UserInterface: Interface between User and SciDB specific for AIA data.
Benchmarks: Runtime evaluation of our implementation
SciDB Plugins: DEM and Convolution plugin accelerated by GPUs. Util functions are used to abstract SciDB from the GPU kernel.
Resources: Some data to create SciDB test arrays.
We use DMA memory copy to the GPU, which is asynchronous in respect to the CPU. This enables overlapping work of the CPU and the GPU. Used in utils/DataAccess.h.
To pipeline more work to the GPU we use three (default) concurrent open chunks on SciDB. This increases the system memory footprint by a factor of three! These chunks will be copied and executed on the GPU by different streams. This enables a concurrent use of all engines on the GPU. Used in utils/GPUHandler.h.
To further pipeline more mork to the GPU, multiple SciDB instances send chunks to the same GPU card. To get rid of the context switching of CUDA, we use the Nvidia MPS layer.

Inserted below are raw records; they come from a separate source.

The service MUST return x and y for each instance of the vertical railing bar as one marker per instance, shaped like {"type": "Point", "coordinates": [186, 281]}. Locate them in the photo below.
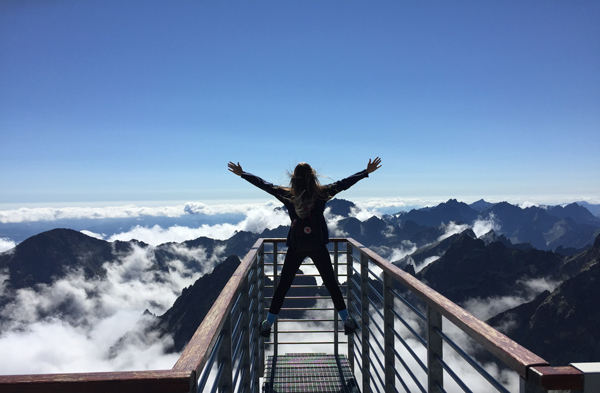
{"type": "Point", "coordinates": [472, 362]}
{"type": "Point", "coordinates": [238, 370]}
{"type": "Point", "coordinates": [364, 293]}
{"type": "Point", "coordinates": [275, 282]}
{"type": "Point", "coordinates": [406, 389]}
{"type": "Point", "coordinates": [452, 374]}
{"type": "Point", "coordinates": [374, 290]}
{"type": "Point", "coordinates": [435, 371]}
{"type": "Point", "coordinates": [260, 284]}
{"type": "Point", "coordinates": [440, 388]}
{"type": "Point", "coordinates": [209, 364]}
{"type": "Point", "coordinates": [349, 283]}
{"type": "Point", "coordinates": [409, 349]}
{"type": "Point", "coordinates": [376, 310]}
{"type": "Point", "coordinates": [411, 329]}
{"type": "Point", "coordinates": [388, 328]}
{"type": "Point", "coordinates": [224, 357]}
{"type": "Point", "coordinates": [335, 314]}
{"type": "Point", "coordinates": [407, 304]}
{"type": "Point", "coordinates": [409, 371]}
{"type": "Point", "coordinates": [218, 377]}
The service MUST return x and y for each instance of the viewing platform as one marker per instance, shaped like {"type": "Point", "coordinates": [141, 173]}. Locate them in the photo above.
{"type": "Point", "coordinates": [411, 339]}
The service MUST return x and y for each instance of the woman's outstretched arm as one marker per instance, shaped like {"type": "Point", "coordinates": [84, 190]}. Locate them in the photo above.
{"type": "Point", "coordinates": [371, 166]}
{"type": "Point", "coordinates": [277, 192]}
{"type": "Point", "coordinates": [348, 182]}
{"type": "Point", "coordinates": [237, 168]}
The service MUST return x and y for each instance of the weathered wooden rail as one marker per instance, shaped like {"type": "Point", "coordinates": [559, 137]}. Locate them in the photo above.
{"type": "Point", "coordinates": [226, 353]}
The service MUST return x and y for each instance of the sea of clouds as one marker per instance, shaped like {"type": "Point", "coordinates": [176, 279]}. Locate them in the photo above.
{"type": "Point", "coordinates": [101, 311]}
{"type": "Point", "coordinates": [74, 324]}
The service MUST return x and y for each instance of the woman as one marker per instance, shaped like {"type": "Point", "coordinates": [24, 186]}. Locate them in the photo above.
{"type": "Point", "coordinates": [305, 200]}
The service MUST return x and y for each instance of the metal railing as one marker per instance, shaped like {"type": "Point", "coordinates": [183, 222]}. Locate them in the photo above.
{"type": "Point", "coordinates": [407, 340]}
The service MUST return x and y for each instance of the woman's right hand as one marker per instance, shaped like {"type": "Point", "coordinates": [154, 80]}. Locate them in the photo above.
{"type": "Point", "coordinates": [373, 166]}
{"type": "Point", "coordinates": [235, 168]}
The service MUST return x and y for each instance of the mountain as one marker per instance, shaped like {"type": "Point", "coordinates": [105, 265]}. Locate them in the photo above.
{"type": "Point", "coordinates": [53, 254]}
{"type": "Point", "coordinates": [594, 209]}
{"type": "Point", "coordinates": [188, 311]}
{"type": "Point", "coordinates": [480, 205]}
{"type": "Point", "coordinates": [470, 269]}
{"type": "Point", "coordinates": [562, 326]}
{"type": "Point", "coordinates": [576, 212]}
{"type": "Point", "coordinates": [544, 228]}
{"type": "Point", "coordinates": [452, 210]}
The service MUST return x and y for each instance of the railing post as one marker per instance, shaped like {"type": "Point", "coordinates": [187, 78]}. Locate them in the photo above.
{"type": "Point", "coordinates": [245, 326]}
{"type": "Point", "coordinates": [260, 304]}
{"type": "Point", "coordinates": [349, 286]}
{"type": "Point", "coordinates": [528, 387]}
{"type": "Point", "coordinates": [364, 301]}
{"type": "Point", "coordinates": [275, 279]}
{"type": "Point", "coordinates": [335, 314]}
{"type": "Point", "coordinates": [435, 371]}
{"type": "Point", "coordinates": [254, 319]}
{"type": "Point", "coordinates": [224, 359]}
{"type": "Point", "coordinates": [388, 330]}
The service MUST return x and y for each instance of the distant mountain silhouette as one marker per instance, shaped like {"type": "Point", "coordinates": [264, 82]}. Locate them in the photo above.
{"type": "Point", "coordinates": [452, 210]}
{"type": "Point", "coordinates": [480, 205]}
{"type": "Point", "coordinates": [498, 264]}
{"type": "Point", "coordinates": [470, 269]}
{"type": "Point", "coordinates": [188, 311]}
{"type": "Point", "coordinates": [562, 326]}
{"type": "Point", "coordinates": [53, 254]}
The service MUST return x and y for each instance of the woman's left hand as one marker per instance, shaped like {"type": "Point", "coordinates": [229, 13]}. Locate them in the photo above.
{"type": "Point", "coordinates": [373, 166]}
{"type": "Point", "coordinates": [235, 168]}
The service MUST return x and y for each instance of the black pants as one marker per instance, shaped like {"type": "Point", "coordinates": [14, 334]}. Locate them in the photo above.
{"type": "Point", "coordinates": [293, 260]}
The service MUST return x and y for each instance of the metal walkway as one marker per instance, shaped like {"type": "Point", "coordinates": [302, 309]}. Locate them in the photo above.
{"type": "Point", "coordinates": [313, 372]}
{"type": "Point", "coordinates": [411, 340]}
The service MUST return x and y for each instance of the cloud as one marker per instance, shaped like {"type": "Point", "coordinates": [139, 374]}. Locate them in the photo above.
{"type": "Point", "coordinates": [362, 213]}
{"type": "Point", "coordinates": [258, 219]}
{"type": "Point", "coordinates": [75, 323]}
{"type": "Point", "coordinates": [332, 224]}
{"type": "Point", "coordinates": [6, 244]}
{"type": "Point", "coordinates": [488, 307]}
{"type": "Point", "coordinates": [452, 228]}
{"type": "Point", "coordinates": [407, 247]}
{"type": "Point", "coordinates": [127, 211]}
{"type": "Point", "coordinates": [426, 262]}
{"type": "Point", "coordinates": [481, 226]}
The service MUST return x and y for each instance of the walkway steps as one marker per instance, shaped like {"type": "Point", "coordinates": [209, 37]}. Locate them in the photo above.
{"type": "Point", "coordinates": [309, 372]}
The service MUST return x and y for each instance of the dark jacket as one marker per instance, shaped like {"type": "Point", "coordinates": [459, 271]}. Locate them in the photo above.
{"type": "Point", "coordinates": [284, 197]}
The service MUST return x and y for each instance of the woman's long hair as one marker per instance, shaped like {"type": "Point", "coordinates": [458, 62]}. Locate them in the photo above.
{"type": "Point", "coordinates": [305, 189]}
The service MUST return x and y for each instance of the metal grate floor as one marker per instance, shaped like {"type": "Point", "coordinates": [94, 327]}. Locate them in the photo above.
{"type": "Point", "coordinates": [309, 372]}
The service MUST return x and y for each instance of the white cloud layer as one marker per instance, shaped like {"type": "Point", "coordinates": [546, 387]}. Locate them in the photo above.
{"type": "Point", "coordinates": [256, 221]}
{"type": "Point", "coordinates": [6, 244]}
{"type": "Point", "coordinates": [74, 324]}
{"type": "Point", "coordinates": [25, 214]}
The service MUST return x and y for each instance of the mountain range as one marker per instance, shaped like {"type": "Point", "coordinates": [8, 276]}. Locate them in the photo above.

In the best case we can completely hide all of the data movement and calculations of the GPU behind SciDBs loading and storing chunks. In case the GPU kernel runs longer than loading and storing a chunk, we have spare CPU performance which we should harness by also running calculations asynchronous on the CPU.
We reached a speedup of 10³ (>7000) for the DEM algortihm running on 4 nodes in the Amazon cloud compared to a single CPU core execution. Running it on a PC with a Nvidia GTX 1070 we reached a speedup of 10² (260).